USS Little Rock crew embraces being frozen stuck in Montreal for the winter
'It's not the worst place to be stuck,' said Ensign Samantha Robbins outside the ship
The USS Little Rock was almost at sea level and ready to rush the open waters of the Atlantic. All it had to do was pass through the St. Lawrence River, swing around the Maritimes and head south to warmer waters to reach its final destination: Mayport, Fla.
In Facebook posts, the ship's crew, the LCS 109 Warhawgs, documented their progress — at dawn, at dusk and under snow — through the narrow Welland Canal, linking Lake Erie and Lake Ontario.
Then a cold snap settled in as they approached Montreal via the St. Lawrence River.
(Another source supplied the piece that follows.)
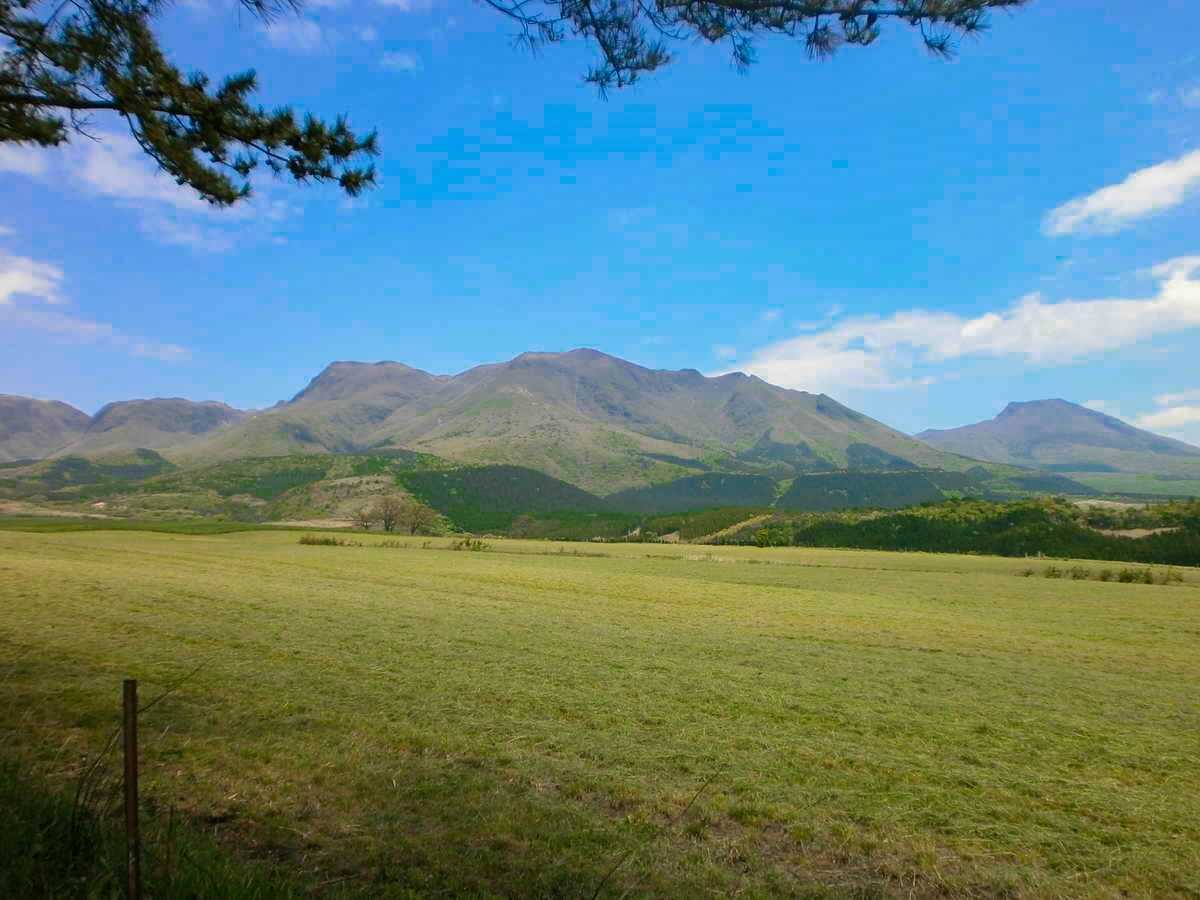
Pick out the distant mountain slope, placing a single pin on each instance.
(1067, 437)
(154, 424)
(34, 429)
(583, 417)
It didn't make it past Habitat 67.
The freezing temperatures and unusually heavy ice have locked in the brand new ship and its 70-member crew since Christmas Eve.
"It's not the worst place to be stuck," a smiling Ensign Samantha Robbins told CBC News outside the ship Tuesday.
Robbins said the crew has been keeping warm with winter supplies the sailors have been given since arriving, and another crew member said sailors have been able to explore the city outside their working hours.
Stuck until March?
The ship could be stuck until March, when the ice typically clears from Montreal's ports.
While onboard, crew members have been using the stopover to focus on mission training and certification.
At the tip of the 118-metre-long ship Tuesday, a handful of sailors shoveled the deck after an overnight snow storm had turned to freezing rain that morning.
The crew appears to have been embracing the situation.
In a social media post, crew members filmed themselves throwing boiling water overboard and into the frigid Montreal harbour, turning it into a frosty powder.
'She's agile, she's fast'
This is not the first time the ship has been stuck in wintry conditions. It was under snowfall and surrounded by floating ice when USS Little Rock was commissioned Dec. 16 in Buffalo, N.Y.
The ship's departure was also delayed because of weather conditions there, according to the Washington Post.
USS Little Rock is named after the Arkansas state capital and a World War II U.S. Navy ship that was at last month's commissioning.
"Little Rock has everything. She's sleek; she's responsive; she's agile; she's fast, and she's deadly," the ship's Cmdr. Todd Peters told the crowd at the commissioning.
"We would like to send a message to the entire world, friend and foe alike, USS Little Rock call sign vengeance is back."
A post on the navy's website says the ship was built by Lockheed Martin, has a displacement of 3,400 tons (3,084 tonnes), has two gas turbine engines and can reach speeds of more than 45 knots (about 83 km/h).
It is "designed to operate in near-shore environments, while capable of open-ocean tasking and winning against 21st-century coastal threats such as submarines, mines, and swarming small craft," the post says.